# It's been a while since I switched off my S1...



## Dicko (Oct 10, 2005)

and stopped using this forum, so can someone remind me if we're allowed to discuss hacking of Tivos here.

Just wondering if anyone has tried increasing the disk size or improving the functionality yet?

If not here then is it being discussed anywhere?

R.


----------



## TCM2007 (Dec 25, 2006)

It hasn't been discussed in the UK yet.

Putting in bigger disks been done on US boxes running the same software iteration.

Hacking however, is heavily locked out and would likely require substantial hardware modification of the soldering iron type. As they are rented boxes, I don't think it would be advisable even if possible!


----------



## cwaring (Feb 12, 2002)

The S1 is now a seperate forum and can be found here and, as far as I know, hacking such as you describe has never not been allowed. The only thing not allowed is discussion of using third-party EPG data; and this is still the case.


----------



## Dicko (Oct 10, 2005)

cwaring said:


> The S1 is now a seperate forum and can be found here and, as far as I know, hacking such as you describe has never not been allowed. The only thing not allowed is discussion of using third-party EPG data; and this is still the case.

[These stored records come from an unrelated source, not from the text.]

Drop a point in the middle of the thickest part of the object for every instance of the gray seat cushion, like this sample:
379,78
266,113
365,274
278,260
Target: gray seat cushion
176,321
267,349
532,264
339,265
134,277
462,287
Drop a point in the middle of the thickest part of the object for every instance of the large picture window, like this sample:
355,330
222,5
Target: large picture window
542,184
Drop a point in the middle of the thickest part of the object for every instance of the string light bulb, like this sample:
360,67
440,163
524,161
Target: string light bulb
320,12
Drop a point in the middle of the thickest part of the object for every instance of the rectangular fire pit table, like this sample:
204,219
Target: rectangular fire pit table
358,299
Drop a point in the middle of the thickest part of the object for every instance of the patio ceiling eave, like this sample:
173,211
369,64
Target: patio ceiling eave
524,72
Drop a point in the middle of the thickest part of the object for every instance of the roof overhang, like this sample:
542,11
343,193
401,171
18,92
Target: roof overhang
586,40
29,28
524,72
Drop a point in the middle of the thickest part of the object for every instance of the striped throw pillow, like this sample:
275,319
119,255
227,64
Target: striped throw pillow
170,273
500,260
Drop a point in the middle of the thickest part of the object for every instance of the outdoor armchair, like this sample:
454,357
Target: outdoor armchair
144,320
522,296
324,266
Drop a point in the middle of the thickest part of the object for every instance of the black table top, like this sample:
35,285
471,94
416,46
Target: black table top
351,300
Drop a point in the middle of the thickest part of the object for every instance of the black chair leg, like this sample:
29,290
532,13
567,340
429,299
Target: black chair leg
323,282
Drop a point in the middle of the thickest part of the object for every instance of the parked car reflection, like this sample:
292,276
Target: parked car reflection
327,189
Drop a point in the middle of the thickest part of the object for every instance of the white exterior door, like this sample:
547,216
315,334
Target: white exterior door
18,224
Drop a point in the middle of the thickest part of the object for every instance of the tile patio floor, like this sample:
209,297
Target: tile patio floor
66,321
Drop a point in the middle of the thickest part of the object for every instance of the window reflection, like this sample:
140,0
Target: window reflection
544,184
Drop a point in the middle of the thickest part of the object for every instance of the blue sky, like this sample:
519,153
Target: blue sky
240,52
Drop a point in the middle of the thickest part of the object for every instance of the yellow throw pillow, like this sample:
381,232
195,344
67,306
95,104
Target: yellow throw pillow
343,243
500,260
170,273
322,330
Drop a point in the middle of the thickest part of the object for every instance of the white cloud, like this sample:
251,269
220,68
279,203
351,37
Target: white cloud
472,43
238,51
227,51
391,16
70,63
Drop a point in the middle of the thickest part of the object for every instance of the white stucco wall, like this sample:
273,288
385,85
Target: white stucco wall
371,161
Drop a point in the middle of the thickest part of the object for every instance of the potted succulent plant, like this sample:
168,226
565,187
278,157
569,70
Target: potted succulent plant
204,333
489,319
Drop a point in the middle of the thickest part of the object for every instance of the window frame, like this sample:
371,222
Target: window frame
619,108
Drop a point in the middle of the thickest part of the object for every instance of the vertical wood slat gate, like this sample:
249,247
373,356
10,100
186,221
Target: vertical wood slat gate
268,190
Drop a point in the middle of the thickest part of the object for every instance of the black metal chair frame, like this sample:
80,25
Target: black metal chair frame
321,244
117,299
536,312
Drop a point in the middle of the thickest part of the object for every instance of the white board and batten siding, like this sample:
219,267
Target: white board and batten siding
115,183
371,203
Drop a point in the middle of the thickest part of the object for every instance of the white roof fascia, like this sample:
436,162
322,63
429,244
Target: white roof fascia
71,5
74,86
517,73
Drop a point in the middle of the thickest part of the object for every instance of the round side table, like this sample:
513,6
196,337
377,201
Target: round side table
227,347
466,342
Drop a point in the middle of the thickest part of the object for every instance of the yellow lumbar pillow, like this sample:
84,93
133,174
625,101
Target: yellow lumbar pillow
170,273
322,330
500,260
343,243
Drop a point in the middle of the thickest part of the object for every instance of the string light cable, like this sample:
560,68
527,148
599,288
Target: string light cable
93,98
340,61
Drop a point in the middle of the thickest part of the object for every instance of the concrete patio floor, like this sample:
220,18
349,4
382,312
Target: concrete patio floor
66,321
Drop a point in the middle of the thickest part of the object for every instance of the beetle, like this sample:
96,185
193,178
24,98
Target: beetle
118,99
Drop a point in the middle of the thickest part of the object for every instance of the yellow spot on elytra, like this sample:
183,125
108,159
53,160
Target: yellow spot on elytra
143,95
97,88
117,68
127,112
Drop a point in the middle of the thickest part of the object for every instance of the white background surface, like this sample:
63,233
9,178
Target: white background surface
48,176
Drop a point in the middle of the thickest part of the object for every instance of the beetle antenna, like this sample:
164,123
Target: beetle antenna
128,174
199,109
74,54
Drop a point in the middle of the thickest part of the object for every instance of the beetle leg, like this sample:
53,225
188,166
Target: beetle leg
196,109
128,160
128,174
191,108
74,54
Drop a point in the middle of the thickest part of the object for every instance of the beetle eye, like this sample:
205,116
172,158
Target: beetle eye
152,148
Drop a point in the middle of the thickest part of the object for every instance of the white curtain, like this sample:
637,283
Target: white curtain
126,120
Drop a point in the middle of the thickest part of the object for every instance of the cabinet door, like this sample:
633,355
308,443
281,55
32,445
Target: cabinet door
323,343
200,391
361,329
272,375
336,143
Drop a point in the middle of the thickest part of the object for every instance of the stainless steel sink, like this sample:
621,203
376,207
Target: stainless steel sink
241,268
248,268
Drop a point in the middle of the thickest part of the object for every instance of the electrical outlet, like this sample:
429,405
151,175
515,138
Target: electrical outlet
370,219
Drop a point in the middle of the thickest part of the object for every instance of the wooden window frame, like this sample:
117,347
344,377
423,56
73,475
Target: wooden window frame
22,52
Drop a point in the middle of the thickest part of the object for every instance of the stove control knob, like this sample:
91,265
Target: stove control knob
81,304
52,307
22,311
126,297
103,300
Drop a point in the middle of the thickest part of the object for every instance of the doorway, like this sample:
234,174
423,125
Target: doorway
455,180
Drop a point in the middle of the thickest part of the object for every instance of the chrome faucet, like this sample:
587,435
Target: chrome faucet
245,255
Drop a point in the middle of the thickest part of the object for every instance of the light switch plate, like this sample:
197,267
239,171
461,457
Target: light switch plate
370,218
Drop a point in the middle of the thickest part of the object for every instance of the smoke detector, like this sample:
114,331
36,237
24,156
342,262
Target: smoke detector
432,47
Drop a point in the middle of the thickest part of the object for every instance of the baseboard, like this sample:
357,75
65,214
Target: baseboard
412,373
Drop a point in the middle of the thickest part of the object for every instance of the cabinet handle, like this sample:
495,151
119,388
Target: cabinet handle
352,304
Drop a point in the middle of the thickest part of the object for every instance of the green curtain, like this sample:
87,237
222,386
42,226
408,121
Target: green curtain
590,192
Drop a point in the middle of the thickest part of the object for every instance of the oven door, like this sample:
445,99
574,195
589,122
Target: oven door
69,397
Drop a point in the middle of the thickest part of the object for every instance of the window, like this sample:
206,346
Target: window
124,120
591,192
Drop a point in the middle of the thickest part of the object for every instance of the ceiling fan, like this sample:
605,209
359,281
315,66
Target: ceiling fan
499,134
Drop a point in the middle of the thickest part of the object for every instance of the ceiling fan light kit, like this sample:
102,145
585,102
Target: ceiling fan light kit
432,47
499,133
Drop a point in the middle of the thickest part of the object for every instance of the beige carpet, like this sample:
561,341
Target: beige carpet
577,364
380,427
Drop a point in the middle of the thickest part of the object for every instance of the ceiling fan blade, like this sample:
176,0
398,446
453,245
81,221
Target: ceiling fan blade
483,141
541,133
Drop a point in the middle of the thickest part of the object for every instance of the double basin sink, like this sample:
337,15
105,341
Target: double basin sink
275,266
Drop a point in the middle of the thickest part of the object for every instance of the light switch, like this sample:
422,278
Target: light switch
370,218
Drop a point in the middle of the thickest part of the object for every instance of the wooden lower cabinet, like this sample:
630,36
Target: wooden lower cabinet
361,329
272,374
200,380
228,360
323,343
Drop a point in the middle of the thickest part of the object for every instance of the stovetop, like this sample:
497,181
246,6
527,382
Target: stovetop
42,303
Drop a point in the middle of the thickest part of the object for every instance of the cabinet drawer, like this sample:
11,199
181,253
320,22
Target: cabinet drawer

In case it wasn't clear, I was referring to enhancing the new Virgin Tivo box. That's why I posted it in this forum!

R.


----------



## cwaring (Feb 12, 2002)

Well you now have both bases covered  You mentioned switching off your S1; you did not specify you had a VM Tivo


----------



## OzSat (Feb 15, 2001)

Two points to note:

1: Hacking of VM/TiVo discussion is NOT allowed.
2: It is not your box to hack.


----------